Vedi PIRAMIDE dell'anno: 1965 - 1996
PIRAMIDE (v. vol. VI, p. 178)
Tecniche di costruzione. - Sono state formulate molte ipotesi riguardo ai metodi con i quali furono costruite le p. di Gīza, ma attualmente la teoria più accreditata è che fu fatto uso di particolari rampe di mattoni crudi, come già riferiva Diodoro Siculo (I, 63). Scartata l'ipotesi di un unico lunghissimo camminamento perpendicolare a un lato della p., in quanto esso avrebbe dovuto essere rifatto, per il cambiamento di pendenza, dopo la messa in opera di ciascun corso di blocchi, ci si è orientati sull'impiego di più rampe di mattoni crudi e pietrisco disposte lungo le facce della p. e a essa appoggiate. Il Goyon ha proposto una rampa elicoidale avvolgente, che essendo più lunga e solida poteva sopportare nello stesso tempo il peso dei blocchi, delle attrezzature e degli uomini. Ogni sezione della rampa si snodava nell'angolo creatosi tra la piattaforma dell'ultimo gradone del nucleo e quello in costruzione. In questo modo gran parte del volume del materiale adoperato per la rampa finiva col fare corpo con il monumento e così non doveva essere rimosso e disperso una volta terminato il lavoro. Questo potrebbe spiegare perché non si siano trovate tracce di tali rampe. Poiché l'argilla del piano doveva essere costantemente inumidita per facilitare il passaggio del traino con il carico, il suolo si trasformava in pantano; per ovviare a tale inconveniente furono utilizzati impianti formati da tronchi di palma accostati che ricoprivano la carreggiata. In tal modo l'eccedenza di acqua era assorbita dalla porosità delle fibre che davano all'argilla l'umidità necessaria e contemporaneamente consolidavano l'armatura. La scoperta del Vercoutter in Nubia di un camminamento di terra battuta con traverse di legno, destinato al trasporto di navi, sembra confermare questa ipotesi. Restano tuttavia ancora insoluti molti problemi riguardanti queste rampe: p.es. se avessero le estremità arrotondate o ad angolo retto o compartimenti interni formati da graticci o travature.

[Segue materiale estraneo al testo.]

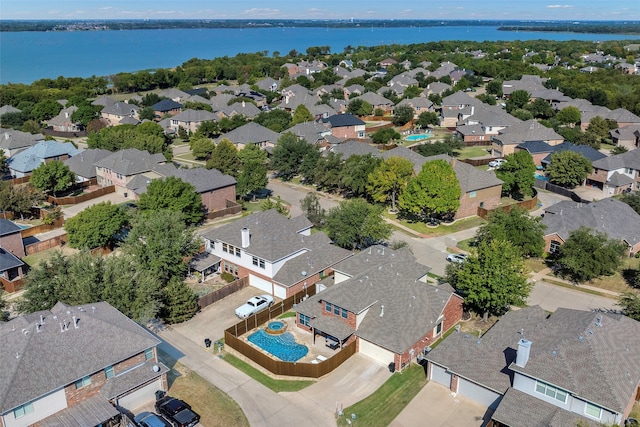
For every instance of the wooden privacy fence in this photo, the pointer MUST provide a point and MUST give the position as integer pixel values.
(227, 290)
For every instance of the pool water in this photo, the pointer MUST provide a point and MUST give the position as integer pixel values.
(283, 346)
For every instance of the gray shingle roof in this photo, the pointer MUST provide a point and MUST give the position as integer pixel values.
(34, 363)
(610, 216)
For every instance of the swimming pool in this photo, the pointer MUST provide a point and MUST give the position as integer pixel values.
(283, 346)
(418, 137)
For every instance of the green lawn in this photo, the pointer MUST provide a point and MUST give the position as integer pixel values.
(264, 379)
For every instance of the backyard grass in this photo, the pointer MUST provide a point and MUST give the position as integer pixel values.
(264, 379)
(214, 406)
(384, 405)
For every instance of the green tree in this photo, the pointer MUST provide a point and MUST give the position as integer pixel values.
(301, 115)
(312, 210)
(180, 302)
(173, 194)
(225, 158)
(586, 255)
(523, 231)
(95, 227)
(492, 279)
(434, 192)
(389, 179)
(355, 224)
(402, 115)
(148, 242)
(568, 168)
(52, 177)
(517, 173)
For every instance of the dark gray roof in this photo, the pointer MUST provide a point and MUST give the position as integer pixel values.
(8, 227)
(9, 260)
(610, 216)
(35, 363)
(518, 409)
(131, 161)
(398, 307)
(83, 164)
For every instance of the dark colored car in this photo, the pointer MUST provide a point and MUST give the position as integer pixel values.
(177, 412)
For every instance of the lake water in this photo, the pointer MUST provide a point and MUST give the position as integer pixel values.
(29, 56)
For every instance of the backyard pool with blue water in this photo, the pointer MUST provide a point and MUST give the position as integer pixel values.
(282, 346)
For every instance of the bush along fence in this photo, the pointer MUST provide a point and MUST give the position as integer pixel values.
(278, 367)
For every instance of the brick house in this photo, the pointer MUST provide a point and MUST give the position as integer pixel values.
(280, 256)
(380, 299)
(569, 368)
(610, 216)
(76, 363)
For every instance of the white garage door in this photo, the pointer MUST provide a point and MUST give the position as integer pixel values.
(140, 396)
(479, 394)
(375, 352)
(440, 375)
(260, 283)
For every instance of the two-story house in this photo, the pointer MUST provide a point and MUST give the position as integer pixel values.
(75, 366)
(569, 368)
(380, 299)
(279, 255)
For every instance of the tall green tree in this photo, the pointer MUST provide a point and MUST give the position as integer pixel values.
(587, 254)
(517, 175)
(355, 224)
(434, 192)
(52, 177)
(173, 194)
(568, 168)
(389, 179)
(517, 227)
(492, 279)
(95, 226)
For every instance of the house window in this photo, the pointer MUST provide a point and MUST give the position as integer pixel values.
(551, 391)
(108, 372)
(83, 382)
(593, 411)
(23, 410)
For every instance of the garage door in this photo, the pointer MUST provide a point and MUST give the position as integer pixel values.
(375, 352)
(140, 396)
(260, 283)
(440, 375)
(479, 394)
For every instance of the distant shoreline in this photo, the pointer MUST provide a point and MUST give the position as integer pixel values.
(601, 27)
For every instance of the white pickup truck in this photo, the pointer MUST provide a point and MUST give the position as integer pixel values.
(254, 305)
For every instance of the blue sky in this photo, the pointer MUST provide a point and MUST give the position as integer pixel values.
(328, 9)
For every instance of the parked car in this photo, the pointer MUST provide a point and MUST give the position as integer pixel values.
(149, 419)
(496, 163)
(254, 305)
(458, 258)
(177, 412)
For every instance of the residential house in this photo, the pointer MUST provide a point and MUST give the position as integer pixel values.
(615, 174)
(610, 216)
(534, 369)
(345, 126)
(372, 298)
(251, 133)
(14, 141)
(63, 123)
(23, 163)
(507, 139)
(121, 167)
(76, 366)
(190, 120)
(84, 164)
(114, 113)
(279, 255)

Per quanto riguarda le «macchine fatte di corti legni» di cui parla Erodoto (II, 125), mediante le quali i blocchi di pietra erano sollevati dal suolo, finora non si può dire nulla di preciso, dato che non possiamo contare su nessun documento diretto o indiretto, raffigurazione o descrizione. L'idea dell'«elevatore oscillante», formulata da Legrain, derivò dal ritrovamento in tombe del Nuovo Regno di modellini di una specie di culla, formati da due legni arrotondati, quasi semicircolari, appaiati e collegati con traverse. Si poggiava la macchina sul terreno con il lato curvo in basso, vi si fissava sopra per mezzo di corde un blocco di pietra e quindi, dopo aver provocato un moto oscillatorio con una semplice spinta, si inserivano alternativamente cunei di legno sotto la superficie curva, in modo che il blocco si sollevava di qualche centimetro e via via di gradino in gradino. L'ipotesi suscita comunque molte obiezioni.

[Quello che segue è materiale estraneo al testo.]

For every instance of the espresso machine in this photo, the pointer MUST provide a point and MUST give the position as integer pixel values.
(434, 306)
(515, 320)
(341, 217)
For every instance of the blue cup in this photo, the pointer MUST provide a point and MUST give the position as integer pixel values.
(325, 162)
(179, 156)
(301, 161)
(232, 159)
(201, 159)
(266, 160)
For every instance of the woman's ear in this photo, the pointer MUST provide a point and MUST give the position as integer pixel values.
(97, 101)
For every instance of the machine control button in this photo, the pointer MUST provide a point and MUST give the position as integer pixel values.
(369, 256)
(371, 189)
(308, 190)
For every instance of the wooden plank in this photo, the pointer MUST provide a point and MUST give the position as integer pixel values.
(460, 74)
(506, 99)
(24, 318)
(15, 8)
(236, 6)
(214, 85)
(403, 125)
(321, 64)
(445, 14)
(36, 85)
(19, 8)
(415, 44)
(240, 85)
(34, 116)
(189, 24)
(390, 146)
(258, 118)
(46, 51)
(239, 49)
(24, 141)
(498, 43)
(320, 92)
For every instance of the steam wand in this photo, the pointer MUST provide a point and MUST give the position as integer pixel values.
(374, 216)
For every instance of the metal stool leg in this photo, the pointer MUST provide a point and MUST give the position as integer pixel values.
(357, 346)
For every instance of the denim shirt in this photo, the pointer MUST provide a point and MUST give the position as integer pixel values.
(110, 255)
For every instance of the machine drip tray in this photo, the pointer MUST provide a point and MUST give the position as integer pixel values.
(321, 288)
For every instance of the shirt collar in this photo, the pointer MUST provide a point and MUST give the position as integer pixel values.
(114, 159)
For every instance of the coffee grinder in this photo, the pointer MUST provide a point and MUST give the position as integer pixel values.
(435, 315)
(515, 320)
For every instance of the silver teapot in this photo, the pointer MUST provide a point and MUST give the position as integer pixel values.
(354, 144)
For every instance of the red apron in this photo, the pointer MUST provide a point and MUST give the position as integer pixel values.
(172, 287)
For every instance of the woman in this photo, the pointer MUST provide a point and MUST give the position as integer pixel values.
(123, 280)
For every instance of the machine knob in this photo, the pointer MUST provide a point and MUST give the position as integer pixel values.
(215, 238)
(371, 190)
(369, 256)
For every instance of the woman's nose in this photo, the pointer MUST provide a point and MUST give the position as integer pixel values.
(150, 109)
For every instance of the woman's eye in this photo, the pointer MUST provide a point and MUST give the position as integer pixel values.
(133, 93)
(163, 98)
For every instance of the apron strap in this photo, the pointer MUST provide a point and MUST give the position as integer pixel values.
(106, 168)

Un altro metodo di sollevamento, proposto da Croon, sfrutta il principio dello šādūf (mazzacavallo), utilizzato ancora dai contadini egiziani per attingere acqua. L'apparecchio è costituito da un bilanciere orizzontale mobile, sospeso a un palo fisso. Il blocco era fissato alla parte corta del bilanciere, mentre dalla parte più lunga si faceva contrappeso; giunto all'altezza del piano superiore, il blocco era fatto scivolare sopra un tavolato, ripetendo l'operazione di gradino in gradino. Il mazzacavallo non è però formato da legni corti e inoltre i ritti di sostegno avrebbero dovuto lasciare traccia dei fori di impianto nei blocchi già messi in opera, il che invece non risulta (v. inoltre monumento funerario, Egitto).
Bibl.: J. P. Lauer, Remarques sur la planification de la construction de la grande Pyramide, in BIFAO, LXXIII, 1973, pp. 127-142; G. Goyon, Il segreto delle grandi piramidi, Roma 1980; D. Arnold, Überlegungen zum Problem des Pyramidenbaues, in MDIK, XXXVII, 1981, pp. 15-33; C. Rinaldi, Le Piramidi, Venezia 1983; M. Isler, On Pyramid Building, in JARCE, XXII, 1985, pp. 129-142; M. Lehner, The Development of the Giza Necropolis = The Khufu Project, in MDIK, XLI, 1985, pp. 128-138; M. Isler, On Pyramid Building. II, in JARCE, XXIV, 1987, pp. 95-112; D. Arnold, Building in Egypt, New York I99I, pp. 98-101.